Kamis, 29 Januari 2015

(FF) Legend Of The Condor Heroes After Story : Chapter 6

Author :: Liana Hwie
Starring :
William Yang Xuwen as Guo Jing (Kwee Cheng) 2017
LI Yi Tong as Huang Rong (Oey Yong) 2017





 
“Chapter 6 – Travelling To Mainland”
 
Pulau Bunga Persik adalah pulau yang sangat indah, pulau yang dipenuhi bunga-bunga berwarna merah muda dan pepohonan rindang di tengah pulau serta dikelilingi karang dan tebing yang terjal di sekeliling pulau tersebut. 


Secara kasat mata, pulau itu bagaikan Surga di dunia. Tapi justru semua orang takut pada pulau tersebut. Tak ada seorangpun yang berani mendekatinya dalam radius ½ mil. Padahal untuk sampai ke Pulau tersebut, orang-orang cukup menaiki sebuah perahu selama 1 hari 1 malam, mengingat letaknya yang berdekatan dengan China Daratan. 


Saking takutnya, bahkan para nelayan setempat menjulukinya sebagai Pulau Iblis. Apa gerangan yang membuat pulau tersebut begitu mengerikan di mata semua orang?

Tak lain dan tak bukan adalah karena rumor yang sengaja dibuat oleh si Sesat Timur, Huang Yao Shi untuk membuat orang-orang menjauh dari pulaunya. Di samping itu, reputasi Huang Yao Shi yang dijuluki Si Sesat Timur yang konon sering membunuh orang tanpa berkedip membuat para penduduk takut dan memilih menjauhi pulau tersebut. 



Bukan hanya itu saja, Pulau Bunga Persik juga sangat penuh dengan perangkap dan formasi-formasi rumit yang menghalangi siapa saja yang ingin masuk ke dalam pulau tersebut. Singkat kata, pulau tersebut sengaja ditutup untuk umum.


“Pulau itu memang indah, tapi sangat menakutkan. Konon, pulau tersebut dimiliki oleh seorang Iblis tua dan putrinya yang sangat buruk rupa. Tapi walau begitu, mereka punya kemampuan untuk mengubah wujud menjadi makhluk yang sangat indah. Aku pernah melihat sosok menyerupai Putri Duyung yang sangat cantik berenang di pulau tersebut. Menurut kepercayaan penduduk setempat, putri Iblis itu mengubah wujudnya menjadi seorang Putri Duyung yang sangat cantik untuk menarik perhatian para pria untuk kemudian membunuh mereka dan menjadikan mereka sebagai santapannya.” Ujar si Nelayan pada para penduduk yang tampak mendengarkan omong kosongnya dengan antusias.

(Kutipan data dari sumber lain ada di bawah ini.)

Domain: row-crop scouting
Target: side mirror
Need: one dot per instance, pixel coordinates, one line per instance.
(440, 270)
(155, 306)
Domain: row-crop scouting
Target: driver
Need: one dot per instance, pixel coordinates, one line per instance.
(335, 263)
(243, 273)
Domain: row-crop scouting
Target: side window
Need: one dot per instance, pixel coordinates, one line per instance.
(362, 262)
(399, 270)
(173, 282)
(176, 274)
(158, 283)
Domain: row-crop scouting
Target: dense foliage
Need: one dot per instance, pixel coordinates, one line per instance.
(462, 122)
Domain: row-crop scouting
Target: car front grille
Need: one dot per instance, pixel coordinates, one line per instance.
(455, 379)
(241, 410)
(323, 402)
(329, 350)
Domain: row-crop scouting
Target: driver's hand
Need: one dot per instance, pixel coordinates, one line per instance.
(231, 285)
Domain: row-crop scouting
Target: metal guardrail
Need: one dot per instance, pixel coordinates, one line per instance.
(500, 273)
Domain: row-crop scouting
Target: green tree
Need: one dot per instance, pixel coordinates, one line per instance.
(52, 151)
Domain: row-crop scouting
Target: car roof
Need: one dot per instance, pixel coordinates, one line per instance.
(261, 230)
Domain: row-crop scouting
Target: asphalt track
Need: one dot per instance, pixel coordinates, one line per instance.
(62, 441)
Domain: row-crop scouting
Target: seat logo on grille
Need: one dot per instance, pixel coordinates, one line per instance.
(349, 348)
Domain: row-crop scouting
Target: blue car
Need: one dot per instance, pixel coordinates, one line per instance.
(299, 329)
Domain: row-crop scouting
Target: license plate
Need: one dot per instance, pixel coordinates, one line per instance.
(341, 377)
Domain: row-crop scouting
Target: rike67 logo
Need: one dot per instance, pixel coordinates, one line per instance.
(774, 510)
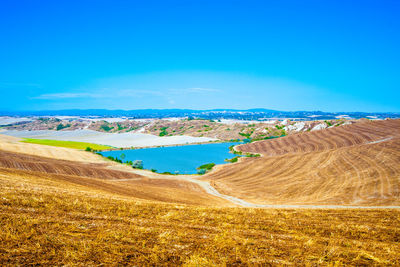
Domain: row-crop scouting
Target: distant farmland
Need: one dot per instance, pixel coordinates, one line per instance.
(68, 144)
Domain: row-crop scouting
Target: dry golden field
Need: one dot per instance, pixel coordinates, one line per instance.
(50, 221)
(356, 164)
(60, 206)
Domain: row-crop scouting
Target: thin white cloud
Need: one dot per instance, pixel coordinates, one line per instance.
(117, 93)
(67, 95)
(193, 90)
(13, 85)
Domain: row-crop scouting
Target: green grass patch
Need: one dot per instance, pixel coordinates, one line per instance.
(68, 144)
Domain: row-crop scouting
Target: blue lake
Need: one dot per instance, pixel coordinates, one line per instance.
(182, 159)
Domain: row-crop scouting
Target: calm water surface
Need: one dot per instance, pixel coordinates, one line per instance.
(182, 159)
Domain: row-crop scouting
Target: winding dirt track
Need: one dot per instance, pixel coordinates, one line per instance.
(356, 164)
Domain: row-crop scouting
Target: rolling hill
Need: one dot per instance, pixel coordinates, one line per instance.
(356, 164)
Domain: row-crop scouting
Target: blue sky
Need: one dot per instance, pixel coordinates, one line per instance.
(284, 55)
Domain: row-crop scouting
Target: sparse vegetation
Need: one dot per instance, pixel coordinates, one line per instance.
(207, 166)
(106, 127)
(62, 126)
(44, 220)
(232, 160)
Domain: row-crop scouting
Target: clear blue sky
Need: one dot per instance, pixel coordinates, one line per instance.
(285, 55)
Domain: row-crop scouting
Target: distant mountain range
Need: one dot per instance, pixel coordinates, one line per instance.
(249, 114)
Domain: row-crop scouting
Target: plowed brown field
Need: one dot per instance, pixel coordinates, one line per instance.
(356, 164)
(101, 176)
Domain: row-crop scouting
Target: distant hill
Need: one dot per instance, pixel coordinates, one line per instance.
(244, 114)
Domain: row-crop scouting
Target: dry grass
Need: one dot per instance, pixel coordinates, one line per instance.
(50, 221)
(357, 164)
(13, 144)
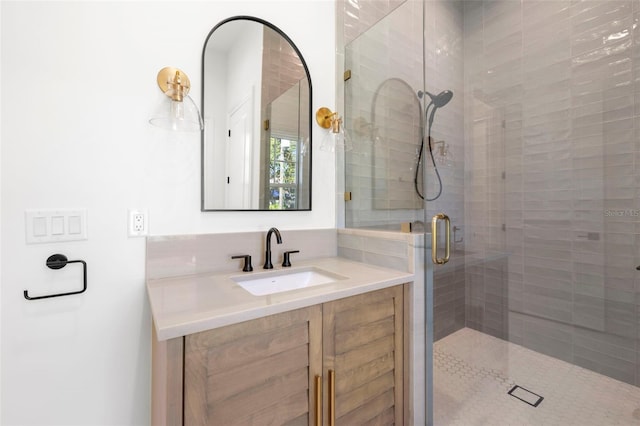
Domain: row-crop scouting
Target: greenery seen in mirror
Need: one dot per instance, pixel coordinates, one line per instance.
(256, 105)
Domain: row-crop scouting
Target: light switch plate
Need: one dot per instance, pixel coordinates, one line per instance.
(54, 225)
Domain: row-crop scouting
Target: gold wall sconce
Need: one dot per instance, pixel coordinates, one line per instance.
(177, 111)
(336, 138)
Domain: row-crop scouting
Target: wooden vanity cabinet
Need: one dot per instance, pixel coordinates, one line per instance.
(263, 371)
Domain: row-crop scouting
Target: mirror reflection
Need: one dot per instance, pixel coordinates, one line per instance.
(256, 95)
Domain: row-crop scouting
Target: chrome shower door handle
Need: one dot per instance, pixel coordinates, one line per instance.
(434, 239)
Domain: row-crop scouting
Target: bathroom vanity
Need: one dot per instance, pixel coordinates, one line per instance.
(331, 353)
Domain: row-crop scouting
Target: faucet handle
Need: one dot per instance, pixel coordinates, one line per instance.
(247, 262)
(286, 262)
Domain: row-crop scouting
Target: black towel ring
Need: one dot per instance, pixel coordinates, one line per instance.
(59, 261)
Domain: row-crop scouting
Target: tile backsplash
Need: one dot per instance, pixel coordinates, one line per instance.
(170, 256)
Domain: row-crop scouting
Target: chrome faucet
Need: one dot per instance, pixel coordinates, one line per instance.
(267, 262)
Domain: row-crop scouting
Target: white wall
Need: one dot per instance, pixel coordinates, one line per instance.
(80, 78)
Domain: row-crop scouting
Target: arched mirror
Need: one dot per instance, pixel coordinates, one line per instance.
(256, 106)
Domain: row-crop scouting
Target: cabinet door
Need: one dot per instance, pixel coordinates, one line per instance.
(259, 372)
(363, 338)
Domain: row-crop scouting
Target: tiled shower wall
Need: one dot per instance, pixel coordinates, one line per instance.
(384, 115)
(548, 172)
(551, 114)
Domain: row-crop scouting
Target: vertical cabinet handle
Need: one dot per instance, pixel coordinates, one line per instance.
(318, 390)
(332, 397)
(434, 239)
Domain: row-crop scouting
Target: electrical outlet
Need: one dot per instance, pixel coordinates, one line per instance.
(138, 223)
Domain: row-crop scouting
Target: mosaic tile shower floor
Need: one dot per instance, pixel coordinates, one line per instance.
(473, 373)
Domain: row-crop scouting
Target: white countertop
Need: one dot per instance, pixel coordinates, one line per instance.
(190, 304)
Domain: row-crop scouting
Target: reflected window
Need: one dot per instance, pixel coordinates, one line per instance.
(283, 174)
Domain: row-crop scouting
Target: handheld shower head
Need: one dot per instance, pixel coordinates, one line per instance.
(439, 100)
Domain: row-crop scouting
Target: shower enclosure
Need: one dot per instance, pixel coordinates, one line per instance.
(538, 153)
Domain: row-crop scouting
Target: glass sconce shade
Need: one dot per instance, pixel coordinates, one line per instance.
(176, 111)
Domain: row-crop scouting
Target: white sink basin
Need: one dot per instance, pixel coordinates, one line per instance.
(262, 284)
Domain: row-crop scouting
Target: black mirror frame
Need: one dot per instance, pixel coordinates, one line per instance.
(202, 140)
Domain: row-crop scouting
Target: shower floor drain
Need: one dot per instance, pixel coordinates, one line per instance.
(526, 395)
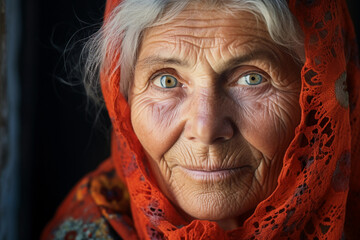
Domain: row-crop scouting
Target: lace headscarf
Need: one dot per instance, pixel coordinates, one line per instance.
(318, 193)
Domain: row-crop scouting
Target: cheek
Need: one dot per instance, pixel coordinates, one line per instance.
(151, 116)
(268, 122)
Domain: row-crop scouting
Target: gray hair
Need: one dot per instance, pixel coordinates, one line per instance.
(120, 36)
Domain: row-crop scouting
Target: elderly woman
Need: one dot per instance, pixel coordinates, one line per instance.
(232, 119)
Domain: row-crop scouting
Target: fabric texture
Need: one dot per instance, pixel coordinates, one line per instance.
(318, 193)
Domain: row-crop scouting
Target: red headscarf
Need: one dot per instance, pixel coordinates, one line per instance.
(317, 193)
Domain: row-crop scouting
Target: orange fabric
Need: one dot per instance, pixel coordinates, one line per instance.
(320, 166)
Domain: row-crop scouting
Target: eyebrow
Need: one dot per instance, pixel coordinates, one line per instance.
(157, 60)
(228, 65)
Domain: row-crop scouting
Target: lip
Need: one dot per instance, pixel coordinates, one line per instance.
(216, 174)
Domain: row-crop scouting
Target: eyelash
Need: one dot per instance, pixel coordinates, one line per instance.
(232, 76)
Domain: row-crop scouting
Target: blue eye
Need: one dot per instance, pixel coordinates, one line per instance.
(168, 81)
(250, 79)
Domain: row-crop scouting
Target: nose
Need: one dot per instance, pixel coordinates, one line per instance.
(208, 121)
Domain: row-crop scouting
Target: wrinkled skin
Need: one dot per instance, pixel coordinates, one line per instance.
(215, 144)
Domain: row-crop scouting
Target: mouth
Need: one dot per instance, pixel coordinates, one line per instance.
(213, 174)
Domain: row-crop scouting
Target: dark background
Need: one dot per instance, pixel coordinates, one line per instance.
(60, 140)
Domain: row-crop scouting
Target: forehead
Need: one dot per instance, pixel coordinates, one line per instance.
(200, 32)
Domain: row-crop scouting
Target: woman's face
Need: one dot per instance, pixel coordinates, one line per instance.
(214, 103)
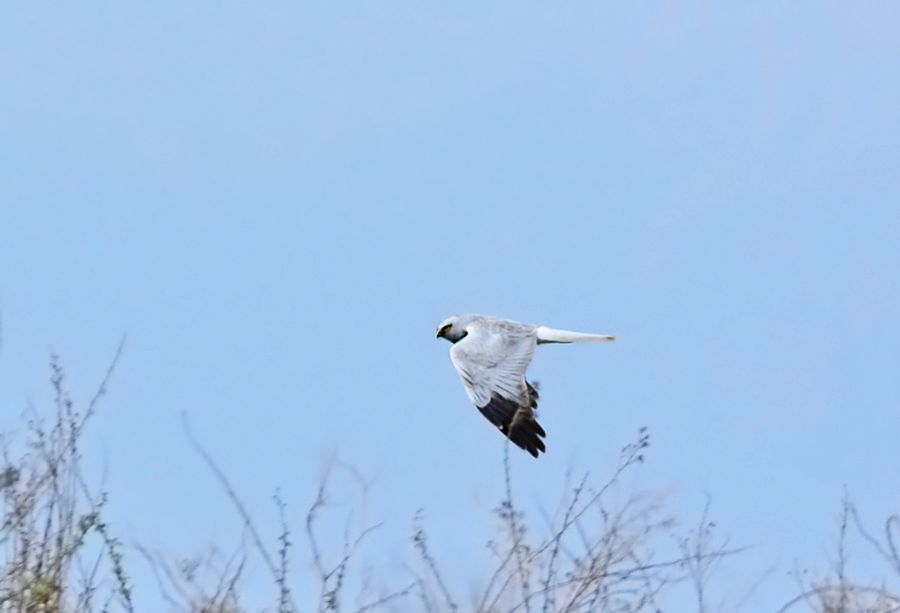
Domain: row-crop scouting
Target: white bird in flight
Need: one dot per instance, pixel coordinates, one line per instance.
(491, 356)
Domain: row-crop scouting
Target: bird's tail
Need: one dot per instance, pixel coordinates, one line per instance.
(552, 335)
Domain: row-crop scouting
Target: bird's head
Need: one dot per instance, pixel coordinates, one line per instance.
(453, 329)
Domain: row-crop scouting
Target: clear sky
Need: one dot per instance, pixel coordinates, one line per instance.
(279, 201)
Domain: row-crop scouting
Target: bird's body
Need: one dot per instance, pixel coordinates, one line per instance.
(491, 356)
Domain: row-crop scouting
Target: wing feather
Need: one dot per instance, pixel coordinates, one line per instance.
(491, 361)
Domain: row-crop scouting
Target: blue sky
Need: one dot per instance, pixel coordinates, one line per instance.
(278, 203)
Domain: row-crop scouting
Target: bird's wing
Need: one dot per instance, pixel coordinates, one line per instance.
(492, 360)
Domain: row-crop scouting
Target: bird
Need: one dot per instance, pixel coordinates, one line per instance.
(491, 356)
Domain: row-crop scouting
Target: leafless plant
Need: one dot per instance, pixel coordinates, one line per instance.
(59, 552)
(837, 591)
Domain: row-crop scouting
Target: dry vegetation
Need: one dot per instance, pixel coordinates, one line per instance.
(591, 554)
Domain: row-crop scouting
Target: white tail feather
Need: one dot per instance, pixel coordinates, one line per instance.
(552, 335)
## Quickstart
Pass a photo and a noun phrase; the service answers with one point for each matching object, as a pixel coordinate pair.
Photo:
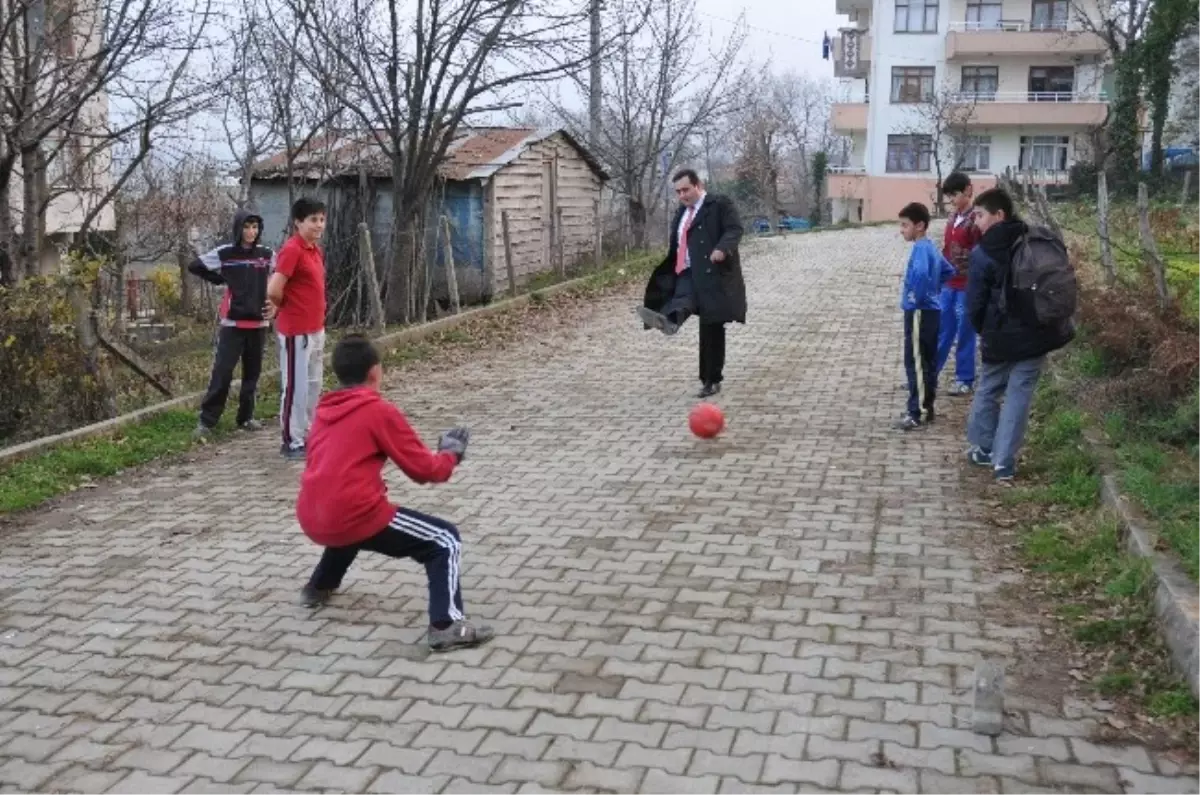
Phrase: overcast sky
(787, 33)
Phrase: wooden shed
(545, 179)
(550, 186)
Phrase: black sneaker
(461, 634)
(315, 597)
(651, 318)
(292, 453)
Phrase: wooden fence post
(451, 273)
(366, 264)
(599, 234)
(1102, 219)
(1150, 253)
(558, 241)
(508, 252)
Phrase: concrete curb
(385, 342)
(1176, 597)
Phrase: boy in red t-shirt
(343, 502)
(955, 332)
(297, 292)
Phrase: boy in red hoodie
(343, 502)
(955, 332)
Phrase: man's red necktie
(682, 255)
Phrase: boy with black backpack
(1020, 300)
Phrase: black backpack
(1042, 279)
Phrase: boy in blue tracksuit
(921, 302)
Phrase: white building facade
(977, 84)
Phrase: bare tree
(799, 112)
(666, 83)
(1122, 25)
(412, 82)
(943, 120)
(63, 67)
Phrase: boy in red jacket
(955, 332)
(343, 502)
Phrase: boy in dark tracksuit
(921, 302)
(244, 268)
(343, 501)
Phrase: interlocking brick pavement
(786, 609)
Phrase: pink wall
(883, 196)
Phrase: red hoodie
(342, 495)
(961, 235)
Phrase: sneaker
(313, 597)
(979, 456)
(652, 318)
(292, 453)
(461, 634)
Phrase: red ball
(706, 420)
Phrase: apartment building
(978, 84)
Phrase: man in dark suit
(701, 275)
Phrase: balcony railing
(1009, 25)
(1029, 96)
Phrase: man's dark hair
(917, 213)
(957, 183)
(305, 207)
(687, 173)
(353, 358)
(995, 199)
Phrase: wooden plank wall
(523, 189)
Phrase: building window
(60, 33)
(1050, 15)
(912, 83)
(916, 17)
(973, 154)
(984, 15)
(1051, 83)
(1044, 153)
(981, 83)
(910, 154)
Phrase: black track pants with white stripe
(432, 542)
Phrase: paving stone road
(787, 609)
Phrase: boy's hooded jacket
(343, 498)
(928, 269)
(244, 270)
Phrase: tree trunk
(94, 363)
(637, 222)
(1123, 129)
(1150, 252)
(30, 240)
(9, 273)
(183, 256)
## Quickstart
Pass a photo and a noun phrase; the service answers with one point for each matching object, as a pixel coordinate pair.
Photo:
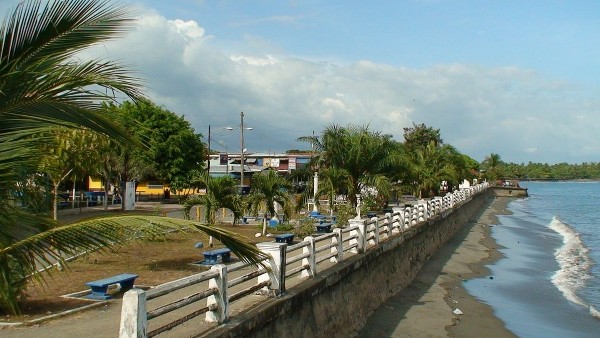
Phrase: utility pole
(208, 166)
(242, 154)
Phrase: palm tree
(269, 189)
(430, 166)
(43, 86)
(493, 166)
(332, 182)
(221, 192)
(364, 155)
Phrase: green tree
(420, 136)
(493, 167)
(173, 150)
(269, 189)
(43, 86)
(221, 192)
(429, 167)
(366, 156)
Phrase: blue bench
(100, 287)
(285, 238)
(324, 227)
(212, 257)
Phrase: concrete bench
(285, 238)
(324, 227)
(100, 287)
(212, 257)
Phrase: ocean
(548, 283)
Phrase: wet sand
(425, 308)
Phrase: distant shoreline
(426, 306)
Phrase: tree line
(540, 171)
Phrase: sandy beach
(426, 308)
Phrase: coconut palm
(332, 183)
(268, 190)
(364, 155)
(221, 192)
(43, 86)
(430, 166)
(493, 166)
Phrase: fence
(218, 288)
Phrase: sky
(517, 78)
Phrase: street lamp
(242, 128)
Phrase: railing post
(133, 315)
(398, 217)
(220, 299)
(278, 255)
(339, 248)
(390, 224)
(311, 260)
(376, 232)
(361, 232)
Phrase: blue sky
(517, 78)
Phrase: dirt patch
(155, 262)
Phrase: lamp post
(242, 128)
(242, 153)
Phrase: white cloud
(514, 112)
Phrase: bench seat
(100, 287)
(285, 238)
(212, 257)
(324, 227)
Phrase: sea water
(548, 283)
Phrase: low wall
(510, 192)
(338, 301)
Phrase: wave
(574, 263)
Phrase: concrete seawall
(338, 301)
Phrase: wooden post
(133, 315)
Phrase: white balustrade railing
(300, 260)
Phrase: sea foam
(574, 264)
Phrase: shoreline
(425, 307)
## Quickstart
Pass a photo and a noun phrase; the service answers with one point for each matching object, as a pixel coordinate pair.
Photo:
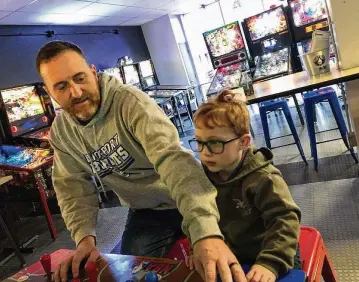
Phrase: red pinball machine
(228, 55)
(270, 43)
(26, 114)
(307, 16)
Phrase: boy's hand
(189, 262)
(259, 273)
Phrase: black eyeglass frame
(205, 143)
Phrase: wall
(164, 51)
(345, 15)
(18, 53)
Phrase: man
(117, 134)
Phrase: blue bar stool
(273, 105)
(314, 97)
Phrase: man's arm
(75, 193)
(178, 169)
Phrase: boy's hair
(54, 48)
(227, 109)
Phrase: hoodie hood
(108, 86)
(253, 160)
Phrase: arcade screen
(146, 68)
(272, 64)
(131, 74)
(56, 106)
(227, 77)
(224, 40)
(114, 72)
(268, 23)
(24, 109)
(307, 11)
(23, 157)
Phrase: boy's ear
(246, 140)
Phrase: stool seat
(273, 105)
(314, 97)
(320, 94)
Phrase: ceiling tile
(13, 5)
(110, 21)
(4, 14)
(151, 4)
(119, 2)
(99, 9)
(21, 18)
(153, 14)
(171, 6)
(55, 6)
(70, 19)
(136, 21)
(131, 12)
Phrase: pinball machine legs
(298, 109)
(43, 199)
(15, 247)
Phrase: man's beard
(84, 114)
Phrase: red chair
(315, 260)
(180, 250)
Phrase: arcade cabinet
(228, 55)
(147, 74)
(269, 41)
(131, 75)
(26, 115)
(305, 17)
(116, 72)
(30, 192)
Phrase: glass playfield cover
(21, 103)
(21, 157)
(307, 11)
(224, 40)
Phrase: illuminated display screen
(131, 74)
(21, 103)
(268, 23)
(146, 68)
(227, 77)
(23, 157)
(24, 110)
(307, 11)
(114, 72)
(224, 40)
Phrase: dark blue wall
(18, 53)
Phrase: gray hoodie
(133, 149)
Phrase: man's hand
(259, 273)
(211, 254)
(85, 249)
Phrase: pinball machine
(116, 72)
(131, 75)
(29, 193)
(228, 55)
(306, 16)
(270, 43)
(26, 115)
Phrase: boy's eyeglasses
(214, 146)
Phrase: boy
(258, 216)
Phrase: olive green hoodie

“Dan beberapa bulan belakangan ini, aku juga melihat putri duyung itu berenang bersama pasangannya. Aku tak melihat dengan jelas seperti apa wujud sosok itu, tapi dari kejauhan dia tampak menyerupai seekor anjing laut.” Tambah si nelayan lagi dengan gaya sok tahunya.

“Anjing laut? Yang benar saja? Jika kau tidak melihat dengan jelas, bagaimana bisa kau berkata seperti itu?” ujar seorang gadis tak senang, tapi tak lama kemudian dia tertawa keras membayangkannya. 

Semua mata menoleh ke arahnya, ingin melihat siapa orang yang berani memotong cerita dari si nelayan itu. Dan mata mereka hampir copot melihat kecantikan gadis itu.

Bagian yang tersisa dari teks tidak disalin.